Holy crap this movie is a fun mess that kind of reminds me of the time my son ate a bunch of crayons then puked them up, a mixture of wonderment and revulsion filled my head and heart when I looked at the pile of regurgitation.
I must admit that when I saw this movie in the theatres I loved it, it was exactly the kind of chaos that I wasn’t used to seeing from movies, the editing was fast, the story was thin and I knew it but I didn’t care because at the time I was more into how it all looked, and it all looked great – and I think it still does.
The Fifth Element, with its special effects and set designs, were stronger than any of the acting or story going on in the movie. It’s never good to lose your characters to the scenery, but if you’re gonna lose them somewhere I guess the effects and sets are better than an aimless story. There’s really no way of saying that The Fifth Element is anything other than a special effects movie, the story ain’t really the main draw, nor the characters or even the acting (although a bad movie with Gary Oldman in it is still better than a bad movie without Gary Oldman), it’s the effects. You don’t go see a movie where Bruce Willis is the good guy with a side kick young girl and the bad guy is Gary Oldman, and wonder who’s gonna win and who’s gonna lose. No, you pretty much know full on how things are gonna play out before the movie even starts.
Of course the movie has other strong points. The story, though flimsy, moves fast and the movie is edited in a way that (through-out all my years of watching a movie, seeing this movie for the first time was the first time I have ever taken note of how the scenes were cut together) made me appreciate the editing for the movie.
The fighting scenes were good, though nothing exceptionally special except for the climactic fight on the cruise ship that was pretty cool and big and felt like the final loop on a rollercoaster. I watched this movie this time with my wife and kids, my wife is a huge – HUGE – Gary Oldman fan, so she’d seen the movie before, but it had been long enough that watching it again seemed appealing. After the big fight she checked out, which I couldn’t blame her, the movie went on for a bit too long, but it’s still a fun ride. My kids really liked it, they thought it was funny, and my boy, who usually needs constant action, had his attention kept by the movie and the way it moved fast and had plenty of humor and action sprinkled throughout.
Of course Ruby Rhod steals the show anytime he’s on the screen. Seriously, what happened to Chris Tucker, that guy was hilarious!

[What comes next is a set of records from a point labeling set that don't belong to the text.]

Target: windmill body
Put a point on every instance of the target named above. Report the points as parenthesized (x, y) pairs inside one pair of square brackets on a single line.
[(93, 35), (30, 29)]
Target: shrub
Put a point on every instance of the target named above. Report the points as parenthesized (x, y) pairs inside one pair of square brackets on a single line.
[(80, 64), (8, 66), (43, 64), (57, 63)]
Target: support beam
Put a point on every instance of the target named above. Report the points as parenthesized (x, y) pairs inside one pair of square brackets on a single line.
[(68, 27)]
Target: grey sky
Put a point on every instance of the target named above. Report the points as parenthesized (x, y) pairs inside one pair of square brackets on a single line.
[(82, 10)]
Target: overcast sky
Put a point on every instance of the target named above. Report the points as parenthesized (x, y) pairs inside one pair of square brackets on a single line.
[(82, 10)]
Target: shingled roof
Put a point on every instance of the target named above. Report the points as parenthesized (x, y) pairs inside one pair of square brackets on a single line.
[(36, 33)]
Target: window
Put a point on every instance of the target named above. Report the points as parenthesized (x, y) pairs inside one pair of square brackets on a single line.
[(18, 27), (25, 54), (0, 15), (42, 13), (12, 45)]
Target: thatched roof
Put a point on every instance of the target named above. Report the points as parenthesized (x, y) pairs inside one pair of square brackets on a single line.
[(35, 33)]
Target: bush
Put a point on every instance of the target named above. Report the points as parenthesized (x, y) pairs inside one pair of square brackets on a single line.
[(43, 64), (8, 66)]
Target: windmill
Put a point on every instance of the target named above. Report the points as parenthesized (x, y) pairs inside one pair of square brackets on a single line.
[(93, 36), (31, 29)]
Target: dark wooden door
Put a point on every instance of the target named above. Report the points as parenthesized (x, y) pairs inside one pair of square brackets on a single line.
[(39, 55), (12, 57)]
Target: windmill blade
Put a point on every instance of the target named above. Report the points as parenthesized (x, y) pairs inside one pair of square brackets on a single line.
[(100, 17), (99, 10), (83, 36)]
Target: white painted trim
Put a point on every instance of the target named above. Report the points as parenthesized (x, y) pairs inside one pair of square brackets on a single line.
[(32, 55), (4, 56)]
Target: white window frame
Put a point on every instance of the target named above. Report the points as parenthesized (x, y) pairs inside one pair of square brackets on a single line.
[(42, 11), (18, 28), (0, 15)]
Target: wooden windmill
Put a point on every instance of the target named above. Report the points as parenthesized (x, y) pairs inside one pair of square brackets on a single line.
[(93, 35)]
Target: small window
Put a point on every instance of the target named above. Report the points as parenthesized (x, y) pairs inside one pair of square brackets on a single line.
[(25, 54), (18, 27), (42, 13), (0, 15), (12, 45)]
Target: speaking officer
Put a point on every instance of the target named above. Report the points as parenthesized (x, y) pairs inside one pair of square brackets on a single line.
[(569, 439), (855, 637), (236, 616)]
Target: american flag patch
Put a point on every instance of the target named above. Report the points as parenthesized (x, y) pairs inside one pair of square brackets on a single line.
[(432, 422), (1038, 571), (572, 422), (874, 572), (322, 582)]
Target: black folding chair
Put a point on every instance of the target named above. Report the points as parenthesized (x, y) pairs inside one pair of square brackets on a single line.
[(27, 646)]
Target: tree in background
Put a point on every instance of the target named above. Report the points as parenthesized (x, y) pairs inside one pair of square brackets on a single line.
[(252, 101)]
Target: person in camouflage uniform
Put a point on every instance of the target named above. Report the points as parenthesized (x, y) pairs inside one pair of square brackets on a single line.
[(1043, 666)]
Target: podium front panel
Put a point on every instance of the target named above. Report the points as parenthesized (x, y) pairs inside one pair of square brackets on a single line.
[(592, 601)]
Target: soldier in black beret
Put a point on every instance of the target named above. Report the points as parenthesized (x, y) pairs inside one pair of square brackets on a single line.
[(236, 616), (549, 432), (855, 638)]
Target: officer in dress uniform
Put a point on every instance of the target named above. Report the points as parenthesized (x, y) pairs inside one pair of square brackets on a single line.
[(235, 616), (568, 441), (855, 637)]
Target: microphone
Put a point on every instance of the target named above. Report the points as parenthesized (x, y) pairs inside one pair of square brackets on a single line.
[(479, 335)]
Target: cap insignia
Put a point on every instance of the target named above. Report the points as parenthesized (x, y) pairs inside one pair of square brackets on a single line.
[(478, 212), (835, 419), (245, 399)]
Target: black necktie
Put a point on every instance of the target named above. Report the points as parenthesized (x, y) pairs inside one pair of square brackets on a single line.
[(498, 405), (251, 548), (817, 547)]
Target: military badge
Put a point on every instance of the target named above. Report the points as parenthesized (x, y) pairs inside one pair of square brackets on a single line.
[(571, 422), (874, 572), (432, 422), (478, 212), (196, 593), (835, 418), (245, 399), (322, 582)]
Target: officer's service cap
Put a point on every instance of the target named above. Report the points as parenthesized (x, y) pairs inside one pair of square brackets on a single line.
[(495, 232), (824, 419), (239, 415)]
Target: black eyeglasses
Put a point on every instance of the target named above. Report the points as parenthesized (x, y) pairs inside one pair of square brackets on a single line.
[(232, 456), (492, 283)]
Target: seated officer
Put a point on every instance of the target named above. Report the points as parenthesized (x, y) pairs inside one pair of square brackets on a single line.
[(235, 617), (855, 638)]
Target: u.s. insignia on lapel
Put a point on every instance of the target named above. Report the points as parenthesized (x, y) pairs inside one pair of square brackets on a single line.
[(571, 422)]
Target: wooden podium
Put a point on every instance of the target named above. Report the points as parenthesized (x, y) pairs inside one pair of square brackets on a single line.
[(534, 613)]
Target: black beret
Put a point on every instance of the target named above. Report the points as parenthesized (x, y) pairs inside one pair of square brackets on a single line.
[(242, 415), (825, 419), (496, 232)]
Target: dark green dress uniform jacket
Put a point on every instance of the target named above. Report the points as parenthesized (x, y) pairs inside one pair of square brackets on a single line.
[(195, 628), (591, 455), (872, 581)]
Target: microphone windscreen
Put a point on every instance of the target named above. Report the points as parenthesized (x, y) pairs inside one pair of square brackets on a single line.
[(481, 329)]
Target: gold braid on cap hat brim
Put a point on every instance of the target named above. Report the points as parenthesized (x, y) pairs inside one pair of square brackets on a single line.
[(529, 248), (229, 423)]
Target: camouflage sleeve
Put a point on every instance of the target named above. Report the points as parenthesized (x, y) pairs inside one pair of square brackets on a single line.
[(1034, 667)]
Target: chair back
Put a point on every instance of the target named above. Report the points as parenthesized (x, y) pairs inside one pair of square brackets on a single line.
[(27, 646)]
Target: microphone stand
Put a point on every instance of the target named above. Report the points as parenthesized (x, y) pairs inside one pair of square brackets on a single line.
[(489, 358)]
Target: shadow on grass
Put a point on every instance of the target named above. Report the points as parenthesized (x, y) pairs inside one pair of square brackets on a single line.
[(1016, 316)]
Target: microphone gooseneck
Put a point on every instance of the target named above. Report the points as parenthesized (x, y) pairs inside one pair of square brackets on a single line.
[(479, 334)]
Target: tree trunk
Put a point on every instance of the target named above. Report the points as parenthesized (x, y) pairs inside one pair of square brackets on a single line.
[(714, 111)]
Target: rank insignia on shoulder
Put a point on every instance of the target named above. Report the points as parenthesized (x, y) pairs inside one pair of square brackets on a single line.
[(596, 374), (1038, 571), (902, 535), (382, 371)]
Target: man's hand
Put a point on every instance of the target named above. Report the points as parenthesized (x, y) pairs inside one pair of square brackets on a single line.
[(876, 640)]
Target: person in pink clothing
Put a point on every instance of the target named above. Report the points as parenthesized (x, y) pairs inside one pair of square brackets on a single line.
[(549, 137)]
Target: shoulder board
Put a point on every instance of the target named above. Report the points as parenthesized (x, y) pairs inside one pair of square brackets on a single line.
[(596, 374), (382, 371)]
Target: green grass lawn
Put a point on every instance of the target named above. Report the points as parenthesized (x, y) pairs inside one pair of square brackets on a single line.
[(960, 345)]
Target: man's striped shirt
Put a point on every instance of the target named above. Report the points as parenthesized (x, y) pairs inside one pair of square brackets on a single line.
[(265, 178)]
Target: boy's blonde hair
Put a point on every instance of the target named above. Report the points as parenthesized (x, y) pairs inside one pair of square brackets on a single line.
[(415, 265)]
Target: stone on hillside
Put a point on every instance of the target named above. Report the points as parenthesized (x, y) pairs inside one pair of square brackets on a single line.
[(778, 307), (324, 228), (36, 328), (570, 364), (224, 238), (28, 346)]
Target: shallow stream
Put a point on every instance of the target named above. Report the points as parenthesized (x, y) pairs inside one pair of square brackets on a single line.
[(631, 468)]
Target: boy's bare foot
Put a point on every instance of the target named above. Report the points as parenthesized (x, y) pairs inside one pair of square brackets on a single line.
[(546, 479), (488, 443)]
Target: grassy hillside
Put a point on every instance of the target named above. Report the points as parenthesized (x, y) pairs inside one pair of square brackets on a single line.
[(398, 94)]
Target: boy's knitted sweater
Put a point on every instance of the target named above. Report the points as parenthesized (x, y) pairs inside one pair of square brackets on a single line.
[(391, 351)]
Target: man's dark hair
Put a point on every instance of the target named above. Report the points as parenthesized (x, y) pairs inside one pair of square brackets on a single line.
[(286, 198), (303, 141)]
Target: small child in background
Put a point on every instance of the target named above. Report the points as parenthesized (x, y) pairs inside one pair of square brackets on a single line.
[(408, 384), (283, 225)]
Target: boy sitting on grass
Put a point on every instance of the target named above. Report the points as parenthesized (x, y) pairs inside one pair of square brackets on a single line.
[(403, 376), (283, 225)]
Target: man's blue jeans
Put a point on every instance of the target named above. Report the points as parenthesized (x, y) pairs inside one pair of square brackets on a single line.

My kids loved him and when he’s introduced it’s like your suddenly starting a whole new movie – not a different movie, because the frenetic comic book feel is still there, but you’re suddenly shown a guy with so much energy that it’s contagious and you don’t feel like you’ve been watching a movie for an hour or so. Instead, you feel like you just started it. I can’t say the movie would have been helped by Ruby Rhod being introduced earlier, because I could easily see the guy becoming annoying. Still, if the movie could have managed a way to keep the energy up throughout the movie, the way it does when Chris Tucker is on the screen, it would have been amazing.
The main thing the movie needed, a movie about love saving the world, was heart. The Fifth Element had good writing, fine acting, great effects and sets, a good idea for the story, but it just didn’t have the heart that a movie like Close Encounters had. Sure the effects of The Fifth Element were great to look at, but so were the effects in Close Encounters. The difference being that the majority of Close Encounter effects were the pay off – the alien ship was the whole thing everything in the movie was driving towards, and what did they have to do until the ship showed up? Nothing much, just tell a story is all. The Fifth Element on the other hand, is about having fun, it’s about the journey and not the destination.
These are two sci-fi movies that could not be any further apart, but are still good in their own way, and they help show the vast openness of the sci-fi genre; a sci-fi story can be full on fun science fiction, while another sci-fi story can be a powerful and emotional drama about life. Is it the genre that opens itself up for such stories or is it the storytellers who see the potential and use it?